Conservadores y socialdemócratas ya han comenzado los contactos para renovar su entendimiento en el Parlamento europeo y pactar la composición de la comisión y la presidencia del Consejo de la UE. Esos acuerdos puede que tranquilicen a los dirigentes de los principales partidos. Pero no serán suficientes si se quiere, no sólo contener la deriva autoritaria, sino revertirla. Para eso haría falta una unidad de acción, al menos en la defensa efectiva de los principios básicos y en el desarrollo de políticas y pedagogías que combatan las razones de fondo del malestar que alimenta a la extrema derecha, que vaya más allá de las instituciones europeas y se sustancie en la política doméstica de los países que forman la Unión. Porque el Europarlamento sólo es la consecuencia de lo que en ellos se está viviendo.

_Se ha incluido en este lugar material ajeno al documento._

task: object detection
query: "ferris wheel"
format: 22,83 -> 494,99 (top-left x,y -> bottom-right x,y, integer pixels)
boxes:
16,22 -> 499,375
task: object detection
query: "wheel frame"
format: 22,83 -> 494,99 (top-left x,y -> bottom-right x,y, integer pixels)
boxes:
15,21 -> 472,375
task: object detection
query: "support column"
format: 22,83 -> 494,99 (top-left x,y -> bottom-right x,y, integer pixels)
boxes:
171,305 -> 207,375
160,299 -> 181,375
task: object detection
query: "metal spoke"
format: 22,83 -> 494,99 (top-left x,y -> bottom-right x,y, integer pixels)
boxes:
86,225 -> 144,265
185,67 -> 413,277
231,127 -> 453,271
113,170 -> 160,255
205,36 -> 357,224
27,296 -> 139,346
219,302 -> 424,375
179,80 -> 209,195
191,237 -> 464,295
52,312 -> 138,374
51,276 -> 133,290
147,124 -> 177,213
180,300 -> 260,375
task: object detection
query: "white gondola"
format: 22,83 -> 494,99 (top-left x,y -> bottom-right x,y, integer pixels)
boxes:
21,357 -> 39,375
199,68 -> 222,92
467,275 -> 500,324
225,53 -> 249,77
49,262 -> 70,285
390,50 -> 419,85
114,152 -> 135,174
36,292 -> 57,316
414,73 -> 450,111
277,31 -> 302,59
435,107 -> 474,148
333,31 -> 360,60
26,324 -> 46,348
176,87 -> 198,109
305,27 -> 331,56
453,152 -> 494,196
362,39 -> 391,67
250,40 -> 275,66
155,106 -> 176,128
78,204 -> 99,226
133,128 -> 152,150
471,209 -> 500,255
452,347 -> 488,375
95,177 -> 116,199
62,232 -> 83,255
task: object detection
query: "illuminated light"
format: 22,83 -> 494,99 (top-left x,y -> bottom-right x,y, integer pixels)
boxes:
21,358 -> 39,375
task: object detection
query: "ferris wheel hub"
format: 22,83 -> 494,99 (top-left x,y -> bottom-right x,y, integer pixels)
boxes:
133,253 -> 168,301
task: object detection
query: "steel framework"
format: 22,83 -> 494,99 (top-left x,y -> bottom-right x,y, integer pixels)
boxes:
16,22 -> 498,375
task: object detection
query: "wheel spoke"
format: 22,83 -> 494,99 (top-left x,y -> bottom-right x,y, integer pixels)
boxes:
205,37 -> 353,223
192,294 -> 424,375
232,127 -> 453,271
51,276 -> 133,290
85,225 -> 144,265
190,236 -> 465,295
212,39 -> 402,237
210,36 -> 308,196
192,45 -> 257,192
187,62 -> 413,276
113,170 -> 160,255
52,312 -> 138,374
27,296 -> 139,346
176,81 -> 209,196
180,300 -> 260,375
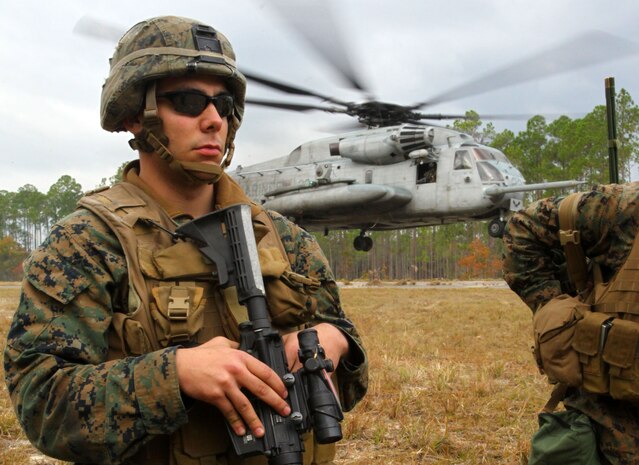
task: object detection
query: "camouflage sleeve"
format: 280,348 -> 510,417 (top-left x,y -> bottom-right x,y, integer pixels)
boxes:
3,209 -> 188,463
268,211 -> 368,412
503,184 -> 635,312
502,194 -> 566,311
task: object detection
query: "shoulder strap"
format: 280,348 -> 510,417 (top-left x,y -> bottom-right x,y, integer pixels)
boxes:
558,192 -> 588,293
545,194 -> 587,414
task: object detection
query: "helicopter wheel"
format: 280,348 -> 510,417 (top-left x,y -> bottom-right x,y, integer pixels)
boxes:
488,218 -> 506,238
354,234 -> 373,252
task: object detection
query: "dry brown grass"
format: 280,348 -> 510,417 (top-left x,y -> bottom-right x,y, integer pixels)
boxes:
334,287 -> 546,465
0,284 -> 547,465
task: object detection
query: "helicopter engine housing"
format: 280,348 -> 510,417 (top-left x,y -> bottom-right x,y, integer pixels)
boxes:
332,125 -> 435,165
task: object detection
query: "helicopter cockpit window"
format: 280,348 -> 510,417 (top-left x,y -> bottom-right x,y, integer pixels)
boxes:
472,148 -> 494,160
472,147 -> 508,163
477,162 -> 505,182
454,150 -> 472,170
491,150 -> 509,163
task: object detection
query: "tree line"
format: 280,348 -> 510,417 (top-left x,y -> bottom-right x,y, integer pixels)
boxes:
456,89 -> 639,190
2,89 -> 638,281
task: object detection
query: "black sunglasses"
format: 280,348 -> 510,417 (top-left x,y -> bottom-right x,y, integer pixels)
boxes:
156,90 -> 235,118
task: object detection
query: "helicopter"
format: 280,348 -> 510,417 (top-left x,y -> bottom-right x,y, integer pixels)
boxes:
231,120 -> 581,251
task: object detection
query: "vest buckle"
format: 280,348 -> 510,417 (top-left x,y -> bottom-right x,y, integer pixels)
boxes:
168,295 -> 189,321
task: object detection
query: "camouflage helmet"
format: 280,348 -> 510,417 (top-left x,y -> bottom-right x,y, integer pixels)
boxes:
101,15 -> 246,133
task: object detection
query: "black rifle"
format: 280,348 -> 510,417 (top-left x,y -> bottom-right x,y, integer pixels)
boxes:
176,204 -> 343,465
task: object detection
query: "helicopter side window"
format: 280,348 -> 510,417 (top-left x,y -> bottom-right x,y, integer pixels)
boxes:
416,161 -> 437,184
454,150 -> 472,170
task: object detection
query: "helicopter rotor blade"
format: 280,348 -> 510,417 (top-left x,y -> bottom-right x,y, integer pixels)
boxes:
417,30 -> 639,108
71,15 -> 620,128
245,98 -> 349,114
242,70 -> 351,107
416,111 -> 584,122
475,112 -> 584,121
266,0 -> 368,94
414,113 -> 473,121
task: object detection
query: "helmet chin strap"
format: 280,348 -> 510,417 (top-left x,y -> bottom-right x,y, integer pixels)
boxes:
128,83 -> 224,185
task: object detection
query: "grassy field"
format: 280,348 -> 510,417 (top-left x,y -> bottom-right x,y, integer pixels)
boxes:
0,284 -> 547,465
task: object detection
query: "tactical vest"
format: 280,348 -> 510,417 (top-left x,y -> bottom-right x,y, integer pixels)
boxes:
78,182 -> 335,465
537,191 -> 639,405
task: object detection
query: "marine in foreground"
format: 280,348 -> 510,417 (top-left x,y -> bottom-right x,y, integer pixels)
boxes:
3,15 -> 367,465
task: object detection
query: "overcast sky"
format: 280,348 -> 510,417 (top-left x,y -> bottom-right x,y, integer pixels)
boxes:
1,0 -> 638,193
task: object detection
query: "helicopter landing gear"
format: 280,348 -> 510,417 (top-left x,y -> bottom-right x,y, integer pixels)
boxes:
353,231 -> 373,252
488,218 -> 507,238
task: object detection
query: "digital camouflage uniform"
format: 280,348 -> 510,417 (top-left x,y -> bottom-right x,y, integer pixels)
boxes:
503,182 -> 639,465
3,166 -> 368,465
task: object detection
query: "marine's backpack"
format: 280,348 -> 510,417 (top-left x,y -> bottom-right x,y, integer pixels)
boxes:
533,192 -> 639,402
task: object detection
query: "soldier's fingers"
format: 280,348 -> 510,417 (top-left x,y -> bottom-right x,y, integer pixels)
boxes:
227,389 -> 265,437
240,366 -> 292,418
244,355 -> 289,400
217,396 -> 248,436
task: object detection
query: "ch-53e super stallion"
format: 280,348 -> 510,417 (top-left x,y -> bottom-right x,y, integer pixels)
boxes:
230,119 -> 580,252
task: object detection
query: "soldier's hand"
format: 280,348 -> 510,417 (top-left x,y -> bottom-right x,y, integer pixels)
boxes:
282,323 -> 349,372
175,336 -> 291,437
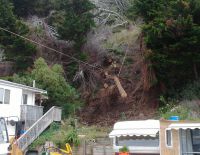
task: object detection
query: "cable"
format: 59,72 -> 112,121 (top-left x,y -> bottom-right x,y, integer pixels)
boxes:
118,46 -> 128,77
0,27 -> 103,71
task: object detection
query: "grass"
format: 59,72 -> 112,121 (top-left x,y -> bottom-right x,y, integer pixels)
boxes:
158,96 -> 200,121
105,26 -> 141,50
29,119 -> 111,150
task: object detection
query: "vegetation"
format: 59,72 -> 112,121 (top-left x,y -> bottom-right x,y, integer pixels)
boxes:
0,0 -> 200,145
30,118 -> 110,149
0,0 -> 36,71
12,0 -> 60,17
128,0 -> 200,91
12,58 -> 81,116
119,146 -> 129,153
57,0 -> 95,50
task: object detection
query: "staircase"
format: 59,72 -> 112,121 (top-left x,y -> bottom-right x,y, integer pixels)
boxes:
15,106 -> 62,151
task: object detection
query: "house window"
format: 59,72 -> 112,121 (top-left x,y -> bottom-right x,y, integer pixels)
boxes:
22,94 -> 28,105
0,88 -> 10,104
4,89 -> 10,104
0,88 -> 4,104
166,129 -> 172,147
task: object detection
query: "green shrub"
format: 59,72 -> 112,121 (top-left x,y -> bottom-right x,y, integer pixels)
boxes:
119,146 -> 129,153
65,129 -> 80,147
180,80 -> 200,100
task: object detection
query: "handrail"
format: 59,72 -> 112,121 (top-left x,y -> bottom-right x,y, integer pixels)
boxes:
15,106 -> 62,151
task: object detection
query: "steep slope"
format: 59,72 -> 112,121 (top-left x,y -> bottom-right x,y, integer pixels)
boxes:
78,26 -> 160,125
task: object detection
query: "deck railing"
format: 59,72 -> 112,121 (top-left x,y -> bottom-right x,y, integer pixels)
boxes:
20,105 -> 44,129
15,106 -> 62,151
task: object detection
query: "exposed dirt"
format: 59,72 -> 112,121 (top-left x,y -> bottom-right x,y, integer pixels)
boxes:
78,35 -> 160,126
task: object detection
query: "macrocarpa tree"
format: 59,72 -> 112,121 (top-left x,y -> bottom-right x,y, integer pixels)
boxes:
57,0 -> 95,51
0,0 -> 36,71
129,0 -> 200,90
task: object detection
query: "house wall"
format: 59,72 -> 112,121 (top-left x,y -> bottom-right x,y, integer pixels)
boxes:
160,121 -> 180,155
0,84 -> 22,119
0,84 -> 37,137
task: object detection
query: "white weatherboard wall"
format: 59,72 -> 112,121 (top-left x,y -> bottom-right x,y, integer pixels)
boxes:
0,84 -> 36,137
0,84 -> 22,119
0,84 -> 22,137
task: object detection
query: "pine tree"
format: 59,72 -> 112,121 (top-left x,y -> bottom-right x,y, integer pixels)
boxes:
131,0 -> 200,89
57,0 -> 95,51
0,0 -> 36,70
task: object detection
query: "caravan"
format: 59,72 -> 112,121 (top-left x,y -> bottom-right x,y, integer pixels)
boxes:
109,120 -> 200,155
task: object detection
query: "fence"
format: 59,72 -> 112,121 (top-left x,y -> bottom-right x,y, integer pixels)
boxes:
73,138 -> 114,155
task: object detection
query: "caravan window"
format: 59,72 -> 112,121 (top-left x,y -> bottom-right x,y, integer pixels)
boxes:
166,130 -> 172,147
191,129 -> 200,152
116,136 -> 159,147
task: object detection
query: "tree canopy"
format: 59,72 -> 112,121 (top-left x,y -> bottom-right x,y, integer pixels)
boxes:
57,0 -> 95,50
12,58 -> 81,116
129,0 -> 200,90
0,0 -> 36,71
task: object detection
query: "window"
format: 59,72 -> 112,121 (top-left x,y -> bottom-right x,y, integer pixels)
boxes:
22,94 -> 28,105
0,88 -> 10,104
166,130 -> 172,147
191,129 -> 200,152
4,89 -> 10,104
0,88 -> 3,104
116,136 -> 159,147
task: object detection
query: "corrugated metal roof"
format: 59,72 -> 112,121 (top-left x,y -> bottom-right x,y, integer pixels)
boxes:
0,79 -> 47,94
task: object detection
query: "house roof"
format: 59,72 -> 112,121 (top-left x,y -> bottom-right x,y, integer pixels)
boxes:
109,120 -> 160,138
0,79 -> 47,94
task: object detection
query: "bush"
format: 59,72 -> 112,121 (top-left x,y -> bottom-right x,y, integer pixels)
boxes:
160,105 -> 189,120
65,129 -> 80,147
128,0 -> 200,91
12,58 -> 82,117
180,80 -> 200,100
119,146 -> 129,153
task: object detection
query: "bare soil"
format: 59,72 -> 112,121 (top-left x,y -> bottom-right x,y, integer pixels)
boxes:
79,37 -> 160,126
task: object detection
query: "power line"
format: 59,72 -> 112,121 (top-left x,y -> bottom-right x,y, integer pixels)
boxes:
0,27 -> 103,71
118,46 -> 128,77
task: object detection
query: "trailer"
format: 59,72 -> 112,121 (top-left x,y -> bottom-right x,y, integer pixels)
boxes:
109,119 -> 200,155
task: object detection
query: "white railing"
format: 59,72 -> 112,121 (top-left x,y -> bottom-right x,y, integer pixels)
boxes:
20,105 -> 44,129
15,106 -> 62,151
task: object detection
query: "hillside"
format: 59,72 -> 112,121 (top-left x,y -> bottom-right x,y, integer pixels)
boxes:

En uno de los capítulos de ‘El Ala Oeste de la Casa Blanca’, una de las series que transformó la televisión a finales del pasado siglo, el presidente Bartlet le explica a su jefa de Prensa, C. J. Cregg, la diferencia entre un pesimista y un optimista. «Un pesimista es ese tipo que dice: la cosa ya no puede ir peor». ¿Y un optimista?, pregunta C. J. «El optimista es el que contesta: ¡Claro que puede!». Demasiados dirigentes políticos europeos están en la primera categoría, la de los pesimistas que piensan que hemos tocado fondo y que lo único que se puede hacer es repetir los acuerdos que han existido hasta aquí. Como si eso no hubiera demostrado ya sobradamente que no es suficiente. Esperemos que tras el aldabonazo del domingo se conviertan en optimistas según la definición de Bartlet y comprendan por fin que, si no son capaces de sustraerse a la radicalización en sus propios Estados, España entre ellos, la ola seguirá creciendo hasta hacerse tsunami.